Which Christology? Refining the Economic Basis of the Christian Doctrine of God
In this fifth Lecture, Professor McCormack begins the constructive work of his project. His goal is to develop a thoroughly post-metaphysical doctrine of God. For McCormack, this means that everything said about God must be founded on what can be known through the history of His revelation in Jesus Christ. Thus, he begins with Christology. As a Doctrine of God grounded in a theological ontology of God as “being-in-action,” we know God’s being only as it encounters us in His actions toward us in Christ.

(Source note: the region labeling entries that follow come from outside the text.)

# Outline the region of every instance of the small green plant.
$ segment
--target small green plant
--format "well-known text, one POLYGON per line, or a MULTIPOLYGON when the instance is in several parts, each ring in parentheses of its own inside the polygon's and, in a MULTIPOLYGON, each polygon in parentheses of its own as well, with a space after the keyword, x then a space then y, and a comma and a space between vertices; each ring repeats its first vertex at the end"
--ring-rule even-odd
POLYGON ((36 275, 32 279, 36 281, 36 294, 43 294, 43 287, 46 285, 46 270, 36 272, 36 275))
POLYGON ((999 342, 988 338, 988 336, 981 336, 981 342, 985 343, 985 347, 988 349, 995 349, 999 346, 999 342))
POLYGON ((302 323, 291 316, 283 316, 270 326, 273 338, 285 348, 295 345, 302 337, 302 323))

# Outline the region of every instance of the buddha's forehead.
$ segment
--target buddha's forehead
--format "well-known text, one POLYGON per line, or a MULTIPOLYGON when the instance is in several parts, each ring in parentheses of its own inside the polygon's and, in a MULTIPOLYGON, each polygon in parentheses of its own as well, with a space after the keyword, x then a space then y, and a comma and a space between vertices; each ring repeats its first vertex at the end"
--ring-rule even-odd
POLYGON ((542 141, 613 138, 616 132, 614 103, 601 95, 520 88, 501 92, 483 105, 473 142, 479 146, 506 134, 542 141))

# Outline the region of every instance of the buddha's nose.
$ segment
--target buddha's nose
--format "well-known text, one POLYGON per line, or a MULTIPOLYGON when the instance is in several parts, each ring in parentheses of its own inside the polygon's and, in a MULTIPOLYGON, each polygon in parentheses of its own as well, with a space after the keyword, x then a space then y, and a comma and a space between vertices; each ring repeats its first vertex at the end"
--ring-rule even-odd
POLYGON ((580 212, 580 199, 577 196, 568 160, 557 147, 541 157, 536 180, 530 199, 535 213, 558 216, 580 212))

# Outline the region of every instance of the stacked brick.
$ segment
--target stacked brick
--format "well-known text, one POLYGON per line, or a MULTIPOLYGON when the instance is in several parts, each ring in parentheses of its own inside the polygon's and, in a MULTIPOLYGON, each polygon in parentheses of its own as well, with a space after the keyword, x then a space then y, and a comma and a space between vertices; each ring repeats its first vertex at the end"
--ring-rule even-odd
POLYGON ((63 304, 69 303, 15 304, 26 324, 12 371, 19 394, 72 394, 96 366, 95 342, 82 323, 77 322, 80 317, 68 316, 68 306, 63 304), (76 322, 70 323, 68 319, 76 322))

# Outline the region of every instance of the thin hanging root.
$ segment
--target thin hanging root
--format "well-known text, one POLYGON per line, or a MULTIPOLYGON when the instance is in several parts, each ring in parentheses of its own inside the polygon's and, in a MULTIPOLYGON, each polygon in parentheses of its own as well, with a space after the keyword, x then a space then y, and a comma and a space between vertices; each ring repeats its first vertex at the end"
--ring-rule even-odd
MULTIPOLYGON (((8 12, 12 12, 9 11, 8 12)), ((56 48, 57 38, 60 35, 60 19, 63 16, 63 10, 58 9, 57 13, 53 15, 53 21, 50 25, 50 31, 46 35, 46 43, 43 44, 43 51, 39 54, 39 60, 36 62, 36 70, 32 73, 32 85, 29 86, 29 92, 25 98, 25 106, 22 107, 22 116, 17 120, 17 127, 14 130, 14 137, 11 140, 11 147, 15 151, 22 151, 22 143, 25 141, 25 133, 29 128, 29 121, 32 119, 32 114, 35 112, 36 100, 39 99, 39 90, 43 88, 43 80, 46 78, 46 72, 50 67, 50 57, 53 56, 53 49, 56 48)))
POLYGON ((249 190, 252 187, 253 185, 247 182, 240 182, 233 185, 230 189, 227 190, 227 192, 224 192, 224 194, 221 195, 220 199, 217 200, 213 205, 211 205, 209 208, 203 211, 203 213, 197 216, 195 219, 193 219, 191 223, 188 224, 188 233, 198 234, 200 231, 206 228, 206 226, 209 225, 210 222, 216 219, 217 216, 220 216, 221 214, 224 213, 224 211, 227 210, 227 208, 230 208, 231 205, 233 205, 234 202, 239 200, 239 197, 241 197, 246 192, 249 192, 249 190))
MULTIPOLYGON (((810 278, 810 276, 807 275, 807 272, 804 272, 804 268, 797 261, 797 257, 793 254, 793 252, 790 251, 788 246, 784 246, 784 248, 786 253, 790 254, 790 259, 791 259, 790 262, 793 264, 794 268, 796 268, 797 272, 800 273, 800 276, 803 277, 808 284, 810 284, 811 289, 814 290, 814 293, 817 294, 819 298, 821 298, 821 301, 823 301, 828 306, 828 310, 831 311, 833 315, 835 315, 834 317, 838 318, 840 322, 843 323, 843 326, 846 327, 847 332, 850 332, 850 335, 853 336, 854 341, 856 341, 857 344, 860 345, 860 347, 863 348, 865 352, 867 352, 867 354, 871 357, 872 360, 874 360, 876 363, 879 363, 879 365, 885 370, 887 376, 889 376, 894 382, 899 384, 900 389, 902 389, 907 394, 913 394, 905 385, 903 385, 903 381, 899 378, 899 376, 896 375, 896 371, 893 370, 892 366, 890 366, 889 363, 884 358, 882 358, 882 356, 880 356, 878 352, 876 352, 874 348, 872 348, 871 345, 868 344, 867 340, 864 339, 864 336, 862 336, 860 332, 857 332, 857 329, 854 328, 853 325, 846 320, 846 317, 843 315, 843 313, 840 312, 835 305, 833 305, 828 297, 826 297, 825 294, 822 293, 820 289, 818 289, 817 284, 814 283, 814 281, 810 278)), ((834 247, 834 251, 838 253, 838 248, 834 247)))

For a summary of the lecture series, visit
McCormack’s Kantzer Lectures page.
Biography
Bruce Lindley McCormack (PhD, Princeton Theological Seminary) is the Charles Hodge Professor of Systematic Theology at Princeton Seminary. A Presbyterian, McCormack is interested in the history of modern theology, from Schleiermacher and Hegel through Karl Barth. His courses cover Schleiermacher’s Glaubenslehre and the doctrine of atonement in Christian tradition. He is a member of the General Assembly committee commissioned to write a new catechism for the Presbyterian Church (USA) and has been a member of the panel on doctrine for the Church of Scotland. A member of the Karl Barth-Stiftung in Basel, Switerzland, he is North American editor of the Zeitschrift fuer Dialektische Theologie, published in Holland.